Yuliya Firsova’s works are collected under the general heading, Ecliptic of the Zodiac. Elegant miniature prints presented as Signs of the Zodiac open the exposition and seem not so much a full-fledged component of the series as an epigraph and a key to understanding it. Ecliptic of the Zodiac appears to be a revival of Herculean efforts in terms of high-precision and sophisticated illustrations for astronomical works of the baroque epoch, in which the patterns of planetary movement naturally coexisted with allegorical figures blowing horns and wearing billowing clothes. Yuliya Firsova resolutely intruded in the heroic epoch when the most effective celestial sights were marked not by dull mathematical calculations but using grandiloquent expressions (Unity, Toward Gemini) and were perceived simultaneously as natural phenomena and mysterious signs and tokens. Her prints are extremely complicated in terms of composition and color arrangement.

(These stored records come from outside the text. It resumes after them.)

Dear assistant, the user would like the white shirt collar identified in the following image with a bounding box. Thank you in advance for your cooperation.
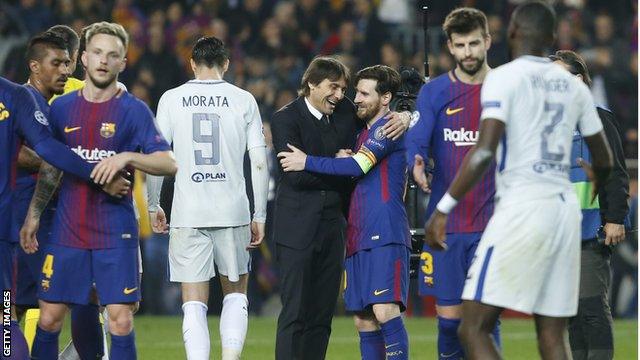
[304,97,322,120]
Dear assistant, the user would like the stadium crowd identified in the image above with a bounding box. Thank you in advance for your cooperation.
[0,0,638,320]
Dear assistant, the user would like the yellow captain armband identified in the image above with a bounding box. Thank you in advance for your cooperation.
[49,78,84,105]
[353,146,378,174]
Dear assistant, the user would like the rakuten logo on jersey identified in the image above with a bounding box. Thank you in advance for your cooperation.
[71,145,116,163]
[443,128,478,146]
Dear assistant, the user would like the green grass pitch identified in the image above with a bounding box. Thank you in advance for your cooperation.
[60,316,638,360]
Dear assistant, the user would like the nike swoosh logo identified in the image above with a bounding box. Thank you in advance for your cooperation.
[446,107,464,116]
[64,126,82,133]
[440,351,458,359]
[122,286,138,295]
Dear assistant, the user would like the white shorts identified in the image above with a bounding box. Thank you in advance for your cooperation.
[462,193,582,317]
[169,225,251,282]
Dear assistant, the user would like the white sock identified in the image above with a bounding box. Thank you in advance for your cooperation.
[58,341,81,360]
[220,293,249,360]
[182,301,210,360]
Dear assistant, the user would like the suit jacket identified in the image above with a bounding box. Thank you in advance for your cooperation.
[271,97,357,249]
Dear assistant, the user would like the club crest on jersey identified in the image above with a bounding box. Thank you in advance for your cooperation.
[0,102,11,121]
[100,123,116,139]
[409,110,420,128]
[33,110,49,126]
[373,127,386,141]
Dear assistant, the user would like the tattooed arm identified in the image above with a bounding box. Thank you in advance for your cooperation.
[18,145,42,171]
[20,161,62,254]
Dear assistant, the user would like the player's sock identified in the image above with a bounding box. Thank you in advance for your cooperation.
[109,330,137,360]
[491,319,502,349]
[0,320,29,360]
[380,316,409,360]
[58,341,82,360]
[31,326,60,360]
[220,293,249,360]
[71,304,104,359]
[438,316,464,360]
[182,301,210,360]
[24,309,40,351]
[358,330,386,360]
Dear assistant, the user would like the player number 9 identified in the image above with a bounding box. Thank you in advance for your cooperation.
[420,251,433,275]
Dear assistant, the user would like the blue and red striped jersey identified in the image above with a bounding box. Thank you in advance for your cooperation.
[11,84,57,244]
[406,71,495,233]
[0,77,51,241]
[50,90,170,249]
[14,84,49,200]
[347,118,411,256]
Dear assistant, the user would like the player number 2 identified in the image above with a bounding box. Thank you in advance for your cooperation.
[193,113,220,165]
[42,254,53,279]
[540,102,565,161]
[420,251,433,275]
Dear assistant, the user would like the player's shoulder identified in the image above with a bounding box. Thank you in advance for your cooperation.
[0,77,28,101]
[51,90,81,111]
[64,78,84,94]
[218,81,255,101]
[116,90,151,111]
[0,77,20,92]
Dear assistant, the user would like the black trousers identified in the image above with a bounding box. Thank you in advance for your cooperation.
[569,240,613,360]
[276,218,345,360]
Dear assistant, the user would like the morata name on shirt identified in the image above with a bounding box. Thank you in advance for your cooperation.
[182,95,229,107]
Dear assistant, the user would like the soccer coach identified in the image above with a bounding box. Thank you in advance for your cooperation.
[271,57,410,360]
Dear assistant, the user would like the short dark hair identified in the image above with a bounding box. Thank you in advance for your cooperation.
[298,56,351,96]
[47,25,80,56]
[511,0,557,48]
[549,50,591,87]
[442,7,489,40]
[355,65,401,98]
[25,31,67,61]
[191,36,229,68]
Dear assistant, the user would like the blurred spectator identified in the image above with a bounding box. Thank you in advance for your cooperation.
[380,42,403,70]
[354,0,387,67]
[15,0,55,35]
[136,25,186,109]
[487,15,509,68]
[611,177,638,317]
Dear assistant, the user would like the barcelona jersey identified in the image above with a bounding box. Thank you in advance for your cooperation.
[347,118,411,256]
[0,78,51,241]
[406,71,495,233]
[50,90,170,249]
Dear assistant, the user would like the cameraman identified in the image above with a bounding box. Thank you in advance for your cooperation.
[549,50,629,359]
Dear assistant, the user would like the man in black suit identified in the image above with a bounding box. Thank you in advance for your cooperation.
[271,57,410,360]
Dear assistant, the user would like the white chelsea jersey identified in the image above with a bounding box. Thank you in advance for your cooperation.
[481,56,602,201]
[157,80,266,227]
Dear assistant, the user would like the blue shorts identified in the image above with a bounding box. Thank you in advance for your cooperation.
[38,244,141,305]
[418,232,482,306]
[344,244,409,311]
[16,209,54,307]
[0,241,17,303]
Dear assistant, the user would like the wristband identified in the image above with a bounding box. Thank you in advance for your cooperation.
[436,192,458,214]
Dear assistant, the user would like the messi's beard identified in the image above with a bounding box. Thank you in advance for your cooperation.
[357,103,382,122]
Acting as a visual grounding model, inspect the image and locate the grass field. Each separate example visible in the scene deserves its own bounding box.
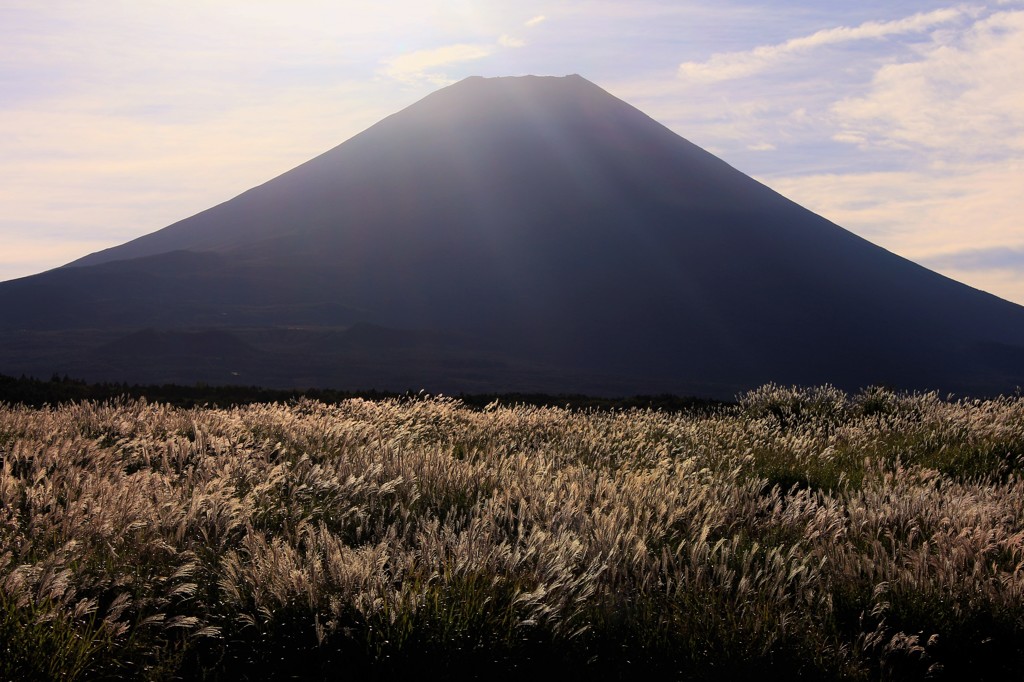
[0,386,1024,680]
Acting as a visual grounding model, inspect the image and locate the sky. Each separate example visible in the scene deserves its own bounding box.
[6,0,1024,304]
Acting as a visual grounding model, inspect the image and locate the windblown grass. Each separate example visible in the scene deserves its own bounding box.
[0,386,1024,680]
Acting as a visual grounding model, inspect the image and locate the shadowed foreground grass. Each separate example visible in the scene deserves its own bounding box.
[0,378,1024,680]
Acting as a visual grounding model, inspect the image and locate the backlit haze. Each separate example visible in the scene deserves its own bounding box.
[0,0,1024,303]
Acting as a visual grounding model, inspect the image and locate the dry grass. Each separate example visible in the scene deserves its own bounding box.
[0,386,1024,680]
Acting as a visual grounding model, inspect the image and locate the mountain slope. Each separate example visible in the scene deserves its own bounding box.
[0,76,1024,396]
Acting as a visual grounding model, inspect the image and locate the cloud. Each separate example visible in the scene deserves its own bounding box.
[833,11,1024,158]
[384,43,495,84]
[760,159,1024,304]
[921,246,1024,272]
[498,35,526,47]
[677,7,968,83]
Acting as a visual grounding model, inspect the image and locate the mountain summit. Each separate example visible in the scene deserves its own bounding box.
[0,76,1024,397]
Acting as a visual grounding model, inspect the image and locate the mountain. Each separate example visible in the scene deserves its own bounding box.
[0,76,1024,397]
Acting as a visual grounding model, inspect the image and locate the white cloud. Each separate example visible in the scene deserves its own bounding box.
[384,43,495,84]
[498,35,526,47]
[833,11,1024,162]
[762,160,1024,304]
[678,7,968,83]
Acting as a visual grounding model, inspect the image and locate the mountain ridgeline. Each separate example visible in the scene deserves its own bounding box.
[0,76,1024,397]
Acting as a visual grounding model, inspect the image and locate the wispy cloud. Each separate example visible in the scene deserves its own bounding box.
[384,43,495,84]
[833,10,1024,158]
[922,246,1024,272]
[498,35,526,47]
[678,7,968,83]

Intertwining, emerging, and disappearing figures and signs sparkle solemnly with purple and golden hues.

Hanna Voloshko is a master of parable in all its manifestations (of which there appear to be legion). Perhaps this is why she prefers small forms (but by no means small plastique), sculptural aphorisms of sorts where every detail requires the utmost polishing. At times the artist balances on the verge of a daily life anecdote (Wonder Boy), other times she tends toward fable (Temptation). In the former case one is suddenly faced with a playful understatement, and allegory is as inherent in her creativeness (Transfiguration), conventionality, and philosophic saturation, which do not interfere with her almost naturalistic details. Such limitations and at the same time paradoxes in elaborating practically every subject matter are combined in Voloshko’s works with a natural and simultaneously paradoxical approach to the material. The artist is keenly aware of bronze, her favorite material, while obtaining from it most unexpected qualities, achieving the desired effect.